Two-headed snake found
By DANIEL WOOLLS-- The Associated Press
A person holds a two-headed snake in this file photo, after it was found by a farmer in Pinoso, southeastern Spain. Biologists hope to determine if the 25-centimeter reptile, called a ladder snake, has separate digestive tracts and whether one head dominates the other or the two rule in coalition. (AP Photo/EFE, Morell/File)
MADRID (AP) -- Scientists studying a two-headed snake found in Spain have two major questions: Does one head boss the other around? Will the creature ever find a mate?
The star attraction of the University of Valencia's zoology lab these days is a 25 1/2-centimetre ladder snake, a nonpoisonous species native to Spain, Portugal and France.
A farmer in Spain's southeast Alicante province found the snake in February, and it was transferred to Valencia last week. It now lives in a terrarium with a video camera filming every flicker of its two tongues and four eyes.
So far both heads seem to work fine, and move independently, said Vicente Roca, a University of Valencia zoologist taking part in the study.

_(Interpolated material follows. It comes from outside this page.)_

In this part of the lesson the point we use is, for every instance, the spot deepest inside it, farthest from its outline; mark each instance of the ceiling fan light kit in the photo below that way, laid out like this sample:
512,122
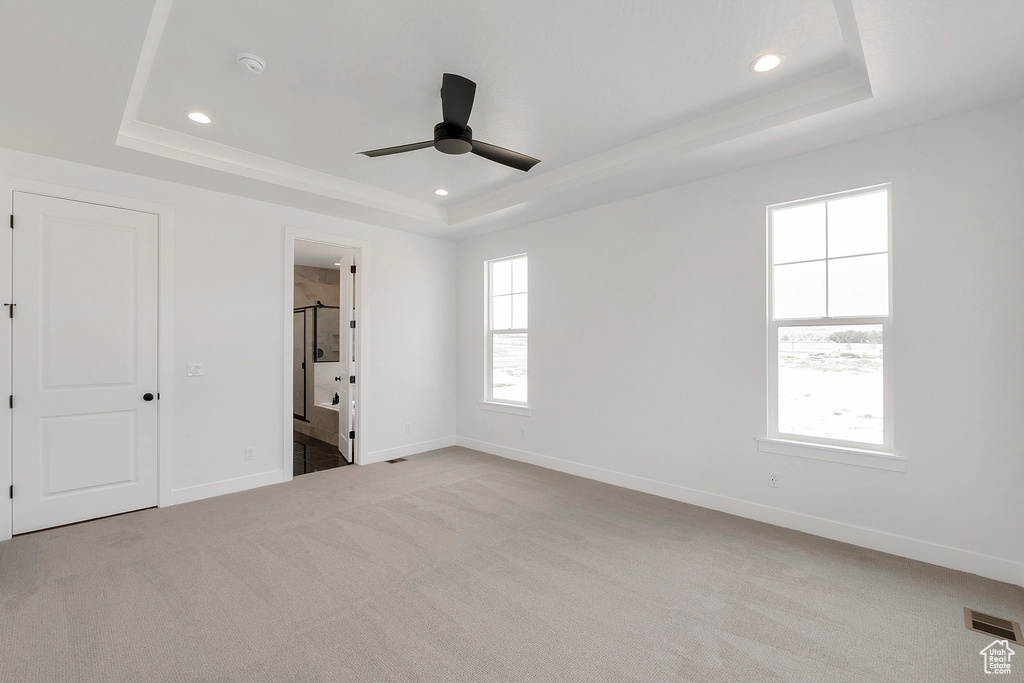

The snake is about nine-months-old, and it's too early to say if it's male or female. It is pale grey, with dark lines running from head-to-tail and transversal lines connecting them. Hence the name ladder, although the rungs disappear with age and the snakes turn light brown.
When mature, the snakes can be up to 11/2-metres long.
Biologists hope to determine if the snake also has separate digestive tracts -- both heads have been seen eating -- and whether one head dominates the other.
Gordon Burghardt, a consultant from the University of Tennessee, says he has studied two two-headed snakes over the years and both times the heads were so autonomous they even fought over food.
Then there's the issue of reproduction. Roca said once this snake gets settled and its sex is determined, scientists will present it with a normal species of the opposite sex, then watch for a spark.
Sprouting two heads results from flawed embryonic development, probably because of a genetic glitch. In the wild, such snakes are less mobile and thus more vulnerable to predators, so they often have shorter lives.